LOSCHO Womens Legacy ProjectThe Women's Legacy Project of Snohomish County, Washington seeks to honor our foremothers by recording and sharing their personal histories, their ability to adapt to the forces of change and their constant vigilance as stewards of the diverse cultures of our society.
www.snohomishwomenslegacy.org
WLP Story Number 14 ~ 

Local Women start Alderwood Manor Community Library

by Marie Little
It is no surprise that the rural library district was proposed by the Snohomish County PTA Council and endorsed by Federated Women's Clubs. Since the turn of the twentieth century, women in small towns and rural communities had worked to start libraries, struggling, during the Depression years to maintain access to reading materials.

Photograph Courtesy the Alderwood Manor Heritage Association. Circa 1921

In May 1945 the Alderwood Manor Community Library became the district’s first branch. This successful library was born in the early summer of 1921 when a group of women, including a teacher, Mrs. Viola Riff, met for a picnic at Lake Serene (then known as Mud Lake). The ladies met with Miss Mabel Ashley, the librarian of the Everett Public Library, and Mr. J.C. Roscoe, the City's prosecuting attorney, in August at the home of Mrs. W.T. Ross for the purpose of organizing a Library Club, which was incorporated the following month. Mrs. Riff made room for the first books in a corner of her living room.
Soon the community library moved into an old logging-camp building donated by the Puget Mill Company, and then relocated to Lake Road on property owned by Puget Mill. The library flourished, supported by monthly dues paid by members and more ambitious projects such as bazaars, community dinners and plays. In addition to donated material, the fledgling library circulated books from the Washington State Traveling Library. By September 1941 their inventory of books reached 4,000. Two months later the small frame building burned.

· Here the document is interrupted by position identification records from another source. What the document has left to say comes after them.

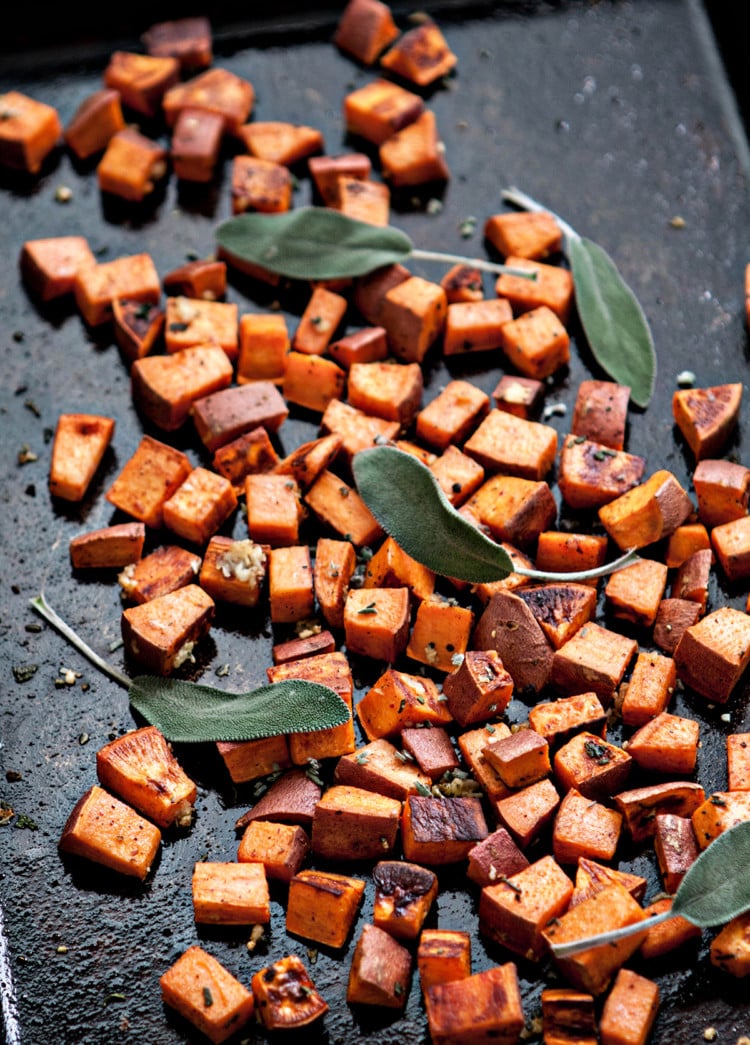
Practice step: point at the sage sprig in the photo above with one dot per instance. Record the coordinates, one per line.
(614, 324)
(407, 502)
(318, 242)
(715, 890)
(189, 713)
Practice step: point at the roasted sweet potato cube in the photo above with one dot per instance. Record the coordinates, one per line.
(380, 970)
(164, 570)
(142, 770)
(525, 234)
(165, 387)
(96, 287)
(200, 506)
(528, 812)
(558, 720)
(592, 474)
(594, 658)
(712, 654)
(593, 970)
(650, 690)
(230, 893)
(112, 547)
(494, 858)
(439, 831)
(191, 322)
(323, 906)
(215, 91)
(379, 109)
(478, 689)
(351, 823)
(249, 760)
(514, 912)
(280, 848)
(380, 767)
(188, 40)
(585, 828)
(161, 633)
(513, 446)
(207, 995)
(79, 444)
(553, 286)
(397, 700)
(49, 265)
(104, 830)
(629, 1011)
(641, 806)
(132, 165)
(484, 1007)
(676, 849)
(195, 144)
(403, 895)
(591, 765)
(707, 416)
(443, 955)
(431, 749)
(141, 79)
(28, 132)
(730, 949)
(137, 326)
(568, 1016)
(634, 591)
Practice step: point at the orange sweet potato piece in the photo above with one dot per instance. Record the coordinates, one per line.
(107, 831)
(323, 906)
(706, 417)
(142, 770)
(207, 995)
(79, 444)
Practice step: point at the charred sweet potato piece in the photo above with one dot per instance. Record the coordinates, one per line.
(104, 830)
(142, 770)
(323, 906)
(161, 633)
(486, 1006)
(207, 995)
(285, 997)
(706, 417)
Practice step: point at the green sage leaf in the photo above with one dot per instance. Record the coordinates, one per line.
(312, 242)
(406, 501)
(613, 321)
(189, 713)
(717, 886)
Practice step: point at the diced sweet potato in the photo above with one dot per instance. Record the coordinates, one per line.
(107, 831)
(207, 995)
(142, 770)
(161, 633)
(323, 906)
(112, 547)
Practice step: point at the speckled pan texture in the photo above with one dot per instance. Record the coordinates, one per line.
(618, 116)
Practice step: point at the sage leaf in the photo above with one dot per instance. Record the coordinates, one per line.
(612, 320)
(614, 323)
(312, 242)
(189, 713)
(407, 502)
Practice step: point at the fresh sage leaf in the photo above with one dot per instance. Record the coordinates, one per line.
(318, 242)
(189, 713)
(312, 242)
(407, 502)
(614, 323)
(612, 320)
(715, 889)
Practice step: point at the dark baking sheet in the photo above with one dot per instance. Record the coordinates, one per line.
(618, 116)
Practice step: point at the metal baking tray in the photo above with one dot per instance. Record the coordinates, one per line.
(616, 115)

The ladies courageously voted to use the insurance money to rebuild. They purchased a small unfinished house (pictured on the right) and moved it onto the property, which the Puget Mill Company deeded to them. Meanwhile, Hildreth Engler, the librarian, circulated books, donated by neighbors, from her home. The new library (declared by many to be better than before) opened in May 1942.

Above is the old logging camp building donated to be used as the library that burned in Nov. 1941. The librarian standing in the door is Mrs. Hildreth Engler who was the librarian at the time. She circulated books from her house until the new library opened in May 1942.
Photographer: Bob Downing (One of Mrs. Engler's young patrons).  Photograph Courtesy of the Photograph courtesy of the Alderwood Manor Heritage Association, circa 1940.

Encouraged by the county board to relocate the Alderwood Manor Branch to the town center when that rural area could be served by the bookmobiles, the Library Club worked with other community groups to establish a branch in the Fire Station and opened it in 1952. A branch was started at Monroe in 1954, and the new City of Mountlake Terrace joined the system in 1955.

The Lynnwood Library opened in 1960, and when the city limits were extended in 1962 to include Alderwood Manor, the little library that the local women had started 41 years earlier had the distinction of being the first branch in the Snohomish County system to be closed.
Resources : Jean Engler, interview with author, October 1996;  Alderwood Community Library Minutes currently held in the Edmonds Museum;  Historical Files relating to the Alderwood Library at the Sno-Isle Libraries Community Relations Office.